I hadn’t meant to make them laugh, but I don’t think they knew that, and afterward the interview went very well.
“Nearly done,” MacBride said. “We’ve established what you can offer the school. But why do
you
want
us
?”
All I told was the truth.
“It’s very important to my mother; she wants me to be a real success, academically. I’ve got a lot to live up to; she wants me to do better than her—she never got to finish . . .” Spent adrenaline, or relief that the day was drawing to a close, had loosened my tongue. My throat grew suddenly parched, my tongue seemed twice its size and instead of words, only a freakish noise, somewhere between a click and a cough, came out.

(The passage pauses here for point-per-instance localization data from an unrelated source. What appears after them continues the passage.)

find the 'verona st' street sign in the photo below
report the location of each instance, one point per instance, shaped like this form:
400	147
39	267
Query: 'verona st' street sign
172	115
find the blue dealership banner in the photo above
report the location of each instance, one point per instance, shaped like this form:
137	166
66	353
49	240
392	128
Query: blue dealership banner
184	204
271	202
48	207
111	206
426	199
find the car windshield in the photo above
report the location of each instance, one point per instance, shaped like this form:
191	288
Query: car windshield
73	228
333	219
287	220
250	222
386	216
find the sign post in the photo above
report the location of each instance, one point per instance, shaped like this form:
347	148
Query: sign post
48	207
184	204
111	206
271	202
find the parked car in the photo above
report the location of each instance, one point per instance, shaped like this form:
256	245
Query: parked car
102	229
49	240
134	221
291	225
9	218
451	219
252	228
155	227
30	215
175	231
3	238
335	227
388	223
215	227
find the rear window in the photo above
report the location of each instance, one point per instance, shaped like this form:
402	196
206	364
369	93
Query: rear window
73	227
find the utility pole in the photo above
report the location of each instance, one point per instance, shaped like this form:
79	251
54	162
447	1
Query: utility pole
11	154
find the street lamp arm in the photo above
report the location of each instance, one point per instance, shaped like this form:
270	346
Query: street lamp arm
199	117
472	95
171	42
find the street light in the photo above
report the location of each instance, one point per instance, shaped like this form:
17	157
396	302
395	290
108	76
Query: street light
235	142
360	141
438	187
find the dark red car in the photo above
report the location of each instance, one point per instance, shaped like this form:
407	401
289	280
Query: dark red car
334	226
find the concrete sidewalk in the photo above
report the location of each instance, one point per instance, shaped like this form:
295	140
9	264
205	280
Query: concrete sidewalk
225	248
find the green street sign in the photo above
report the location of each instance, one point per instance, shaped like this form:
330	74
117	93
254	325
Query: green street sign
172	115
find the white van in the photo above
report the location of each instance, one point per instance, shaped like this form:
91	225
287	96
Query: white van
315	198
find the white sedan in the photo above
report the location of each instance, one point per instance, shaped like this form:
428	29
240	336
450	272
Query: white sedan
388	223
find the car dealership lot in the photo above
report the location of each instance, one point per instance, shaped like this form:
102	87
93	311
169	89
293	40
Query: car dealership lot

“Are you quite . . . ?” began Dr. Bedford before reaching forward to offer me a glass of water from the carafe on the desk. While I downed it, the adults’ eyes clicked together loaded with meaning I couldn’t understand. The lady in the pillbox hat made a note and showed it to the men. I croaked my way through a few questions about my favorite periods in history, my voice and composure returning slowly to normal. They thanked me for my time and wished me good luck in the examination.
Back in the corridor, Kenneth obsessively checked his watch like the White Rabbit.
“You’re driving me mad,” I said. “If there’s a race on, why don’t you just meet me back here at three, when it’s all finished?”
“I couldn’t possibly leave you here,” he said, but in his mind he was already placing his bets and I was relieved when he went.
They gave us all lunch in the long, chilly refectory. The other applicants and their parents exchanged rumors about the scholarship. A Chinese boy with a violin said that if you got in, they sent a big, stiff envelope full of forms, while a small, thin letter meant you hadn’t made the cut. Afterward we were ushered into the Great Hall, where sixteen chairs and tables laid with papers waited. I turned the page with a soaring sense of glee: practical criticism was Wilfred Owen and Rupert Brooke, history was the Russian Revolution, and the mathematics and science were so easy that I chewed my pencil not through concentration but to stop myself laughing out loud.
Kenneth was late meeting me, as I had thought he might be. I used the spare time to go into the cathedral and pray for acceptance into the school. We did not go to church (although of course we kept the King James Bible as a literary text) and I was unaccustomed to the ritual, but I knelt as I saw others doing. When I closed my eyes, it was not the face of Christ or the Virgin I saw but that of my mother, and she was smiling.